Fedeli al gigantismo americano, così come vuole la pop art d'oltreoceano, Obama e consorte finalmente immortalati alla National Gallery di Washington da Kehinde Wiley ed Amy Sherald, esponenti di punta della pittura afro amaericana e molto quotati nel mercato dell'arte.

Wiley, pittore dai gusti estrosi, elenca al suo attivo una gallery di ritratti di cantanti rap e personaggi dello star system afro, audacemente inseriti dentro tappezzerie floreali che non risparmiano esplosioni di colore né fantasie di accoppiamenti con i soggetti e, di quest'ultimi, le pose, la mimica facciale, la prosasticità, sono lo stile che lo contraddistingue e che gli ha conferito il successo.

I quadri di Wiley costano moltissimo, un processo di fabbricazione complesso che raccoglie centinaia di foto, abiti di stilisti in voga, e ancora i patterns computerizzati per riempire le superfici, spesso per ultimare le sue tele si trasferisce per alcuni mesi all'estero, in oriente per esempio, dove ingaggia team di artisti che lo supportano.
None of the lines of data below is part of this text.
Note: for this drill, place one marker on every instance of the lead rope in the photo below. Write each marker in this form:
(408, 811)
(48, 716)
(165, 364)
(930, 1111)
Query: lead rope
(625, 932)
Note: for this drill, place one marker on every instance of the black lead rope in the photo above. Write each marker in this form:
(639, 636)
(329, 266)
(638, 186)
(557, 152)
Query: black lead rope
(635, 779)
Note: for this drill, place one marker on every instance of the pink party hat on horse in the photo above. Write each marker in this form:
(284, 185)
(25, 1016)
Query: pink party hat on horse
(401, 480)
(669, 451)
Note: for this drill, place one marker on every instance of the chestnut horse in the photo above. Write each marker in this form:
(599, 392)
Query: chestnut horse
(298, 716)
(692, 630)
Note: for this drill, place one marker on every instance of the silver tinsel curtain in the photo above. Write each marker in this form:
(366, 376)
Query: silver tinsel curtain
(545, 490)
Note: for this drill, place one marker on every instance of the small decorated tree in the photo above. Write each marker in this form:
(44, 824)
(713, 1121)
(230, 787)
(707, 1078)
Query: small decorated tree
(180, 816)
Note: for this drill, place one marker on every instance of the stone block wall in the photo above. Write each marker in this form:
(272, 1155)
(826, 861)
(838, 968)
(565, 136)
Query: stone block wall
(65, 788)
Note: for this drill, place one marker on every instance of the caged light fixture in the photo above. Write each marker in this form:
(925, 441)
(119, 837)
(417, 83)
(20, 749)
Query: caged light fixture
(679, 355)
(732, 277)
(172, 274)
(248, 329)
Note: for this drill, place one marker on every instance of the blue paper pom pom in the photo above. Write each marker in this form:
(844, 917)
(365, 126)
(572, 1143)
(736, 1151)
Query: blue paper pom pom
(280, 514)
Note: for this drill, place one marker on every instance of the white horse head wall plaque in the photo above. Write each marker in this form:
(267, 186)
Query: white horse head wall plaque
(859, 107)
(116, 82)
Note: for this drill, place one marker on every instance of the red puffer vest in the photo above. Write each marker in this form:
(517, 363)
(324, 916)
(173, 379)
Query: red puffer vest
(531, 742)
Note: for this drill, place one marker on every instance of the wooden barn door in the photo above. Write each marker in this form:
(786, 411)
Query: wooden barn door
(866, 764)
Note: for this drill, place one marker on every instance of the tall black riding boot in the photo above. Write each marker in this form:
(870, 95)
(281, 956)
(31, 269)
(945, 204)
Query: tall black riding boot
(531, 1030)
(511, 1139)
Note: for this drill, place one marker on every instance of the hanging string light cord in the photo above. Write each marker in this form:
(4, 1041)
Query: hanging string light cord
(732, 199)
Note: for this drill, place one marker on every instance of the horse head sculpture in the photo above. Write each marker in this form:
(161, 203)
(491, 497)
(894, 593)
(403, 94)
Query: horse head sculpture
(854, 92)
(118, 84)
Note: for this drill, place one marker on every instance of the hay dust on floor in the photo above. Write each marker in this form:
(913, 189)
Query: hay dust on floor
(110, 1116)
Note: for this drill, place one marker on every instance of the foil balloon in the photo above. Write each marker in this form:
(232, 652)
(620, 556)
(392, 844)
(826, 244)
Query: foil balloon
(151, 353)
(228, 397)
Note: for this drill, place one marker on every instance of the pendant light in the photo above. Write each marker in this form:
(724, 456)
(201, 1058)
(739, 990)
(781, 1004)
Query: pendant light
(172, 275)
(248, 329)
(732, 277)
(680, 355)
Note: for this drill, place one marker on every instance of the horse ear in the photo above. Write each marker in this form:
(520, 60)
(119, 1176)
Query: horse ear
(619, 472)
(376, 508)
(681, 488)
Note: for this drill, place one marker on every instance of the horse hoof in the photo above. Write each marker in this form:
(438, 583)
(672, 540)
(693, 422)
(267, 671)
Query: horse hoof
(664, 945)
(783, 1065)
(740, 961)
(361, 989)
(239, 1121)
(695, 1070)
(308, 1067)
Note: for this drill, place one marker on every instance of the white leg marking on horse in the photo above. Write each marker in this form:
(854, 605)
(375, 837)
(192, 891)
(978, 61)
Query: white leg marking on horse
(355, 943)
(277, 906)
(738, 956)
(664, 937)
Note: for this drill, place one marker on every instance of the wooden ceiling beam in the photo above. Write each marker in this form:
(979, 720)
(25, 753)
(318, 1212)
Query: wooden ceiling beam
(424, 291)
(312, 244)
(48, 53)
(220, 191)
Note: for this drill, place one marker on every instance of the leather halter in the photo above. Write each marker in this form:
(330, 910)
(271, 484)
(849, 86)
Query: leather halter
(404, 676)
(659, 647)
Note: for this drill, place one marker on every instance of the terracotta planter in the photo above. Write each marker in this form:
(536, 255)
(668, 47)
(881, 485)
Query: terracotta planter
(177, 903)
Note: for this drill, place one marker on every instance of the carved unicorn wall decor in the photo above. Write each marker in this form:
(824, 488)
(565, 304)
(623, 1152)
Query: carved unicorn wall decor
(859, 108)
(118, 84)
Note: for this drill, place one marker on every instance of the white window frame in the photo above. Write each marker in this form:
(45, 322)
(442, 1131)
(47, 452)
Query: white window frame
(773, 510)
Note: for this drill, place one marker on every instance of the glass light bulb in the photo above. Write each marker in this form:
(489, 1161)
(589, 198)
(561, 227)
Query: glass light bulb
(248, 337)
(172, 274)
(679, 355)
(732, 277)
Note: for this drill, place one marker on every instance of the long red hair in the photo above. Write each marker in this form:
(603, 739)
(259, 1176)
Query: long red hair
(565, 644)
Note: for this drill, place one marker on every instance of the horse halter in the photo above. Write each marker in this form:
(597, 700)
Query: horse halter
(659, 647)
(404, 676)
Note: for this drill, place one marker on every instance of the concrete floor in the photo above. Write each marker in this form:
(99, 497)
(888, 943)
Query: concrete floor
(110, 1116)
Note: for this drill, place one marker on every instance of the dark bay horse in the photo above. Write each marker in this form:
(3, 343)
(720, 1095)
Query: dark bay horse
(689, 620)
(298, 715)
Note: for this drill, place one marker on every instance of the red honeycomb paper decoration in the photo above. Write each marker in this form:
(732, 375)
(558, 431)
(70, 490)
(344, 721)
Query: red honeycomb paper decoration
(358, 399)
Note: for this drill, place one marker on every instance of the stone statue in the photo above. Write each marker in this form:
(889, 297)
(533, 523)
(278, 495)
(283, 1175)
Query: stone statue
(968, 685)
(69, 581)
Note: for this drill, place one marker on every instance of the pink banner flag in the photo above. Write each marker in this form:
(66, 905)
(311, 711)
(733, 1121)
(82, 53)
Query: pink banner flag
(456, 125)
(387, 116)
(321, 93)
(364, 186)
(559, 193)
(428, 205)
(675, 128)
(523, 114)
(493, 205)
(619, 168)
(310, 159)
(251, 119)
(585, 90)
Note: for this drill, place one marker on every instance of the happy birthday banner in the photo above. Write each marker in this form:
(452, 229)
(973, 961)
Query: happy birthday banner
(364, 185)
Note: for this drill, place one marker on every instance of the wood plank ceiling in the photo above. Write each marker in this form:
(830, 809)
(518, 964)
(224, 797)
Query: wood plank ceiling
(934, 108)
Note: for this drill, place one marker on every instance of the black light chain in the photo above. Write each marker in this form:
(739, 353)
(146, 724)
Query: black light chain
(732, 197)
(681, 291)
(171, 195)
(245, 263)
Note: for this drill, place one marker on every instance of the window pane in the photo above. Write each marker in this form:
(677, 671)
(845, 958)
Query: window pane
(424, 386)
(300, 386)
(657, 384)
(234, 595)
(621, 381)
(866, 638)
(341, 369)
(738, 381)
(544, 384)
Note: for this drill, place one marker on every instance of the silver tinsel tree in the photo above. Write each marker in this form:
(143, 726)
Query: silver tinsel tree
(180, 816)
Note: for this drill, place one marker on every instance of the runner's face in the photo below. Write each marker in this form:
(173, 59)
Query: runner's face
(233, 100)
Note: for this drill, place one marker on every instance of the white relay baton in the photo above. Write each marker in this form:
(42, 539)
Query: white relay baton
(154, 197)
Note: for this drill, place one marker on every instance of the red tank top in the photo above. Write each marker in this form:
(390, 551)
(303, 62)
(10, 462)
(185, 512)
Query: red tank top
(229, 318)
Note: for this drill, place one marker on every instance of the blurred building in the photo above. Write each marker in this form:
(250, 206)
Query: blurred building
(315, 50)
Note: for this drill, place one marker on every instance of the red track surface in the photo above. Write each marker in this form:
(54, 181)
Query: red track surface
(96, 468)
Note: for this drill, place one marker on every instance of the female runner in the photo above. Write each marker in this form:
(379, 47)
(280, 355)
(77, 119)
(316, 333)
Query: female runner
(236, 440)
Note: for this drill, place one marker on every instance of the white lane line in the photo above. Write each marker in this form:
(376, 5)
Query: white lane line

Così Barack Obama sceglie l'eccentricità afroamericana e fa bene, è una sferzata culturale, è la mossa del cavallo che lascia un immagine di sé non stereotipata cavalcando le avanguardie, antitetica al suo successore Donald Trump.

Ma passiamo a Michelle Obama: la pittrice Amy Sherald la ritrae in posa da regina e con lo sguardo diretto all'osservatore, indossa un abito dai motivi optical e dalle tinte tenui su uno sfondo uniforme celestino, come a voler rinforzare il colore della pelle, anche se la Sherald preferisce le tonalità del grigio per gli incarnati, sarà per ammorbidire i tratti somatici o perché in pittura il bistro grigiastro serve a neutralizzare la tavolozza sgargiante.

E sono belli i ritratti di quest'artista, a mio avviso nel concept illustrazione, sia per i toni che per l'impostazione dell'immagine, un figurativo pop che ritrae la gente comune, di colore, sempre ben vestita e con un look mirato, a ben guardare i suoi pennelli sono intimisti, i suoi occhi puntano sul sociale.

I coniugi Obama sono dunque entrati nella sale della National Gallery raggianti come sempre, con quella naturalezza accattivante che li ha immortalati in pittura come nei libri di storia: anche loro icone pop, messaggeri di un tempo che stravolge popoli e continenti: continua così la loro campagna antirazziale che non lascia fuori l'arte ed il sociale.